Actually, increasing the pressure support would not fix autopeeping -- as you know, PSV allows the patient to initiate breaths and augments each breath with an additional volume until a defined pressure (e.g 6 cm H2O) above atmospheric pressure is reached. Increasing the pressure support, in itself, cannot prevent autopeep! Only increasing the value of the vent PEEP can do that -- it's an usually an empiric change (i.e. you first suspect autopeeping then raise the PEEP until evidence of continued autopeep disappears).

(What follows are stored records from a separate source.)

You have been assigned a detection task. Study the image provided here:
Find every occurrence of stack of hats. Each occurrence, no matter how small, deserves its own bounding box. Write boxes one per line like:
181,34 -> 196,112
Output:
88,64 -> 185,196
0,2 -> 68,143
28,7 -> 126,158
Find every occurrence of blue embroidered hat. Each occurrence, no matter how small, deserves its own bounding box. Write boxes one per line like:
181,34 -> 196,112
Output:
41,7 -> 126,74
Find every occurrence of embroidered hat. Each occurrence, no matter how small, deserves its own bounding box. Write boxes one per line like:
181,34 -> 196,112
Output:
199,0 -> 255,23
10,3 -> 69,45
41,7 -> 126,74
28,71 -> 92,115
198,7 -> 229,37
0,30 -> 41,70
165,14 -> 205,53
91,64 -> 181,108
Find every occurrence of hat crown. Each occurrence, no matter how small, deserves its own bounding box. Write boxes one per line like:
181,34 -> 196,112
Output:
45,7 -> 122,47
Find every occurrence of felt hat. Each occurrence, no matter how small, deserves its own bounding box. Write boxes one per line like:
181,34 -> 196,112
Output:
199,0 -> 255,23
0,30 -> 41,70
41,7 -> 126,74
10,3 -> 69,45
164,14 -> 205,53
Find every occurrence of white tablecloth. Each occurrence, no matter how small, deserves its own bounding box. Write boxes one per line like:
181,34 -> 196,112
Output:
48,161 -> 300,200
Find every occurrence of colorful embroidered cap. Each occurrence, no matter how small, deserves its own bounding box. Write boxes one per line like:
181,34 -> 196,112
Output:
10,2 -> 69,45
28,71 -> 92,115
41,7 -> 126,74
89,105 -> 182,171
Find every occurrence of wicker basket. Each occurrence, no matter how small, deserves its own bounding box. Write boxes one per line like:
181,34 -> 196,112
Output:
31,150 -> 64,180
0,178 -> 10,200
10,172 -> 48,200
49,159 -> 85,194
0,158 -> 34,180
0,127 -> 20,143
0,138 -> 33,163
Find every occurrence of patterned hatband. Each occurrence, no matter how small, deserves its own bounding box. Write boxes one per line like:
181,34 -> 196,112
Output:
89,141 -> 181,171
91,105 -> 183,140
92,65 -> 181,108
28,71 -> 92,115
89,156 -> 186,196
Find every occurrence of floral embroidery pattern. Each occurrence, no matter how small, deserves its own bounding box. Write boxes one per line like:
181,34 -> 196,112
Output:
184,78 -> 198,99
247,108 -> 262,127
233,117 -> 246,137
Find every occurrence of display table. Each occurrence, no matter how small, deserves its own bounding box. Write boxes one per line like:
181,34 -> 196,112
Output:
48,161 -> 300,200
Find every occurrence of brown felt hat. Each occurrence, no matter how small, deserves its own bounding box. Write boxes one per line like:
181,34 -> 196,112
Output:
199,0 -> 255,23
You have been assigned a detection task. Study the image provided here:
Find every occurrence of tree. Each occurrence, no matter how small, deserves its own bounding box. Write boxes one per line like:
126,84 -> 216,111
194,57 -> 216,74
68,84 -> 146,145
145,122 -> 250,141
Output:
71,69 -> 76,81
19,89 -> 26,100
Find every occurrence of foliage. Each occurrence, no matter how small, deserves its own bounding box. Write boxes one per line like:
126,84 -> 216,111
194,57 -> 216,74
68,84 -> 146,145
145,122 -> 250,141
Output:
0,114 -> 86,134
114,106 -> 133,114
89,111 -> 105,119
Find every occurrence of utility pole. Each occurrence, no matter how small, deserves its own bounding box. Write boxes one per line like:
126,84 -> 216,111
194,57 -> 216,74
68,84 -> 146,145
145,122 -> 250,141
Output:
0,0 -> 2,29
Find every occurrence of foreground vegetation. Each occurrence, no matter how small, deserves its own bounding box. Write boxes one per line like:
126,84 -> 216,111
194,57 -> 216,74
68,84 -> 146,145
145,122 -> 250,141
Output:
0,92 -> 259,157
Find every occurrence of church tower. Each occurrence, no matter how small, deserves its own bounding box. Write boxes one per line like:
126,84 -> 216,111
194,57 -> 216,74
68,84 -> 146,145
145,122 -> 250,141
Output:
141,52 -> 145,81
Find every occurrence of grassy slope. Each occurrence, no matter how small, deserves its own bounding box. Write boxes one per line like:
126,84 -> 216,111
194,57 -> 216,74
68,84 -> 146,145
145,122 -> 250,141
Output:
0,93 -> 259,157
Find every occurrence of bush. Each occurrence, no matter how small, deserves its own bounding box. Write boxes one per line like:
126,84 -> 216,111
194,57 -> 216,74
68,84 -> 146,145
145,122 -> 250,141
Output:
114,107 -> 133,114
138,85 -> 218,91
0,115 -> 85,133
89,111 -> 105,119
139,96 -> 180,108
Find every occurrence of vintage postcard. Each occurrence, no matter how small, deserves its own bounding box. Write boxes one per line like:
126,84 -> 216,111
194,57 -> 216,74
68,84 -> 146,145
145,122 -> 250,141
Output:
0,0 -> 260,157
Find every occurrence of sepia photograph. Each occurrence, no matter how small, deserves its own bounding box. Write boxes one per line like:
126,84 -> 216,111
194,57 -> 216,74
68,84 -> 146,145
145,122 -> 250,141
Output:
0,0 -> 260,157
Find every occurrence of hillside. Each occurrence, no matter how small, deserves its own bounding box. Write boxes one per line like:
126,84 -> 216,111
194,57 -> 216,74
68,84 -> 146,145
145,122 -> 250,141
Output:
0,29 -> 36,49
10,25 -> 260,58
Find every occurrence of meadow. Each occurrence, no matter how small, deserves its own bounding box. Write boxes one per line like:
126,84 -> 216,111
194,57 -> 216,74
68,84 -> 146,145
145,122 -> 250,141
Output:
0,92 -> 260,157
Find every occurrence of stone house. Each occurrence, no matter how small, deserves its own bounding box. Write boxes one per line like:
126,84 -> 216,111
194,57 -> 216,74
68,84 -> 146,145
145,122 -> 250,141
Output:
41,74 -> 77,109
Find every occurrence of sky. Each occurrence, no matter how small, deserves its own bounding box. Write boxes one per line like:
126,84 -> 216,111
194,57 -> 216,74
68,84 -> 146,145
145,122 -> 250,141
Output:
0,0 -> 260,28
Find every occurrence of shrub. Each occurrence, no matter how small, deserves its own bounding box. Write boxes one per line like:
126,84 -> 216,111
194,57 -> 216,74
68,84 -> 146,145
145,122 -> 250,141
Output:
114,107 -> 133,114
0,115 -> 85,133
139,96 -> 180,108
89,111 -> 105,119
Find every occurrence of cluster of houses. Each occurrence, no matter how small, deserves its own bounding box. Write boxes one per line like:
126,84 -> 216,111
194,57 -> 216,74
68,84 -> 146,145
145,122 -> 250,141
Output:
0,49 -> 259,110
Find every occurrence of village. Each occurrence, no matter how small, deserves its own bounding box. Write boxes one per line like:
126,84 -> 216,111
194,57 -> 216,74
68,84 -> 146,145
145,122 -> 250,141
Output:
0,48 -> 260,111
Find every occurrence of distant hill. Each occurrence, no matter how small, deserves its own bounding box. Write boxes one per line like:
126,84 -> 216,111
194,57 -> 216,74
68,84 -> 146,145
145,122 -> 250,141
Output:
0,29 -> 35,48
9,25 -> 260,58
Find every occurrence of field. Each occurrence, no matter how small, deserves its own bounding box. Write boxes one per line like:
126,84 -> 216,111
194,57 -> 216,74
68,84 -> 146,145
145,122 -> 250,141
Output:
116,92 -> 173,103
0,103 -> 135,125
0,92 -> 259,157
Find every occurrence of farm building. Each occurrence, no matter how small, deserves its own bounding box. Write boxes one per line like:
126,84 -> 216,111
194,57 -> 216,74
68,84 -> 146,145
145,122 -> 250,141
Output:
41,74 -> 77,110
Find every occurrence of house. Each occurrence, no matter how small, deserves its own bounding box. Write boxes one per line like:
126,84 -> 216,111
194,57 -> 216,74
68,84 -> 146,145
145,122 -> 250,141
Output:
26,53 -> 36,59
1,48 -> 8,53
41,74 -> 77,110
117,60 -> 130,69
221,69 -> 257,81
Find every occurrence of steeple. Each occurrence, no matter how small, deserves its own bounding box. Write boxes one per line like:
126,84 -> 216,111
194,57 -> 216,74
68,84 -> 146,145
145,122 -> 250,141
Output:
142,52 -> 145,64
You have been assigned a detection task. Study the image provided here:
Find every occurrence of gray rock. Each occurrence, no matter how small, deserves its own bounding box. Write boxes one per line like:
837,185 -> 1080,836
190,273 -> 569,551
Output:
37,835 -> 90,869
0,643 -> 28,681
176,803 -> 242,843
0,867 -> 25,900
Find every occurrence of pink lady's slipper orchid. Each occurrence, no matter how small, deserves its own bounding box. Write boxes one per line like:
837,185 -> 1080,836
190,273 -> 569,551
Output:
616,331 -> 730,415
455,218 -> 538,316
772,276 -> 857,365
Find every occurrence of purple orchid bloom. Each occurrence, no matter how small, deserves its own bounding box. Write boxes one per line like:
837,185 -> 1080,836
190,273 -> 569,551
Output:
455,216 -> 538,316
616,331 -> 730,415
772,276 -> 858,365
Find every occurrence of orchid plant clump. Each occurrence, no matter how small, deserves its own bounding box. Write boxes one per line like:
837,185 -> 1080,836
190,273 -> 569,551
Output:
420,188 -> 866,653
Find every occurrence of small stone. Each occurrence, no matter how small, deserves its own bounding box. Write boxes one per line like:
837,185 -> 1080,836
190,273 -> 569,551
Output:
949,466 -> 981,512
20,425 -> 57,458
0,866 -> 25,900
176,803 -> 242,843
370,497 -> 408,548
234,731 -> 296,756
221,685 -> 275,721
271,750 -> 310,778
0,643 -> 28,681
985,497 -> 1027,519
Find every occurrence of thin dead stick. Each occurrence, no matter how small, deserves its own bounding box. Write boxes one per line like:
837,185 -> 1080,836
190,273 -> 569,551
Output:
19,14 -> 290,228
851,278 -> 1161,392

Based on what we know from what you wrote, I suspect the reason for your patients requirement of fewer sedatives and antihypertensive drugs was simple -- his WOB was decreases by increasing the PS from +6 to +10, making it such that he didn't have to "fight the circuit" to breathe. Even though PS is a "pressure mode," his tidal volumes will be greater on a higher PS, so watch that they don't get too high. Also, he may begin to 'air trap' again if the PEEP is decreased, e.g. in an effort to decrease ICP, one dangerous option would be to turn the peep down too quickly. Of course, during his stay, both his PEEP and PS will have to be weaned before he's extubated.

Being a neurosurgical ICU nurse, I'd be interested to see what his CPPs are now that his BP is under control. Hopefully his ICP readings are consistently below 20 and he hasn't developed any sort of global ischemia; make sure there's a low SBP/MAP/CPP parameter order.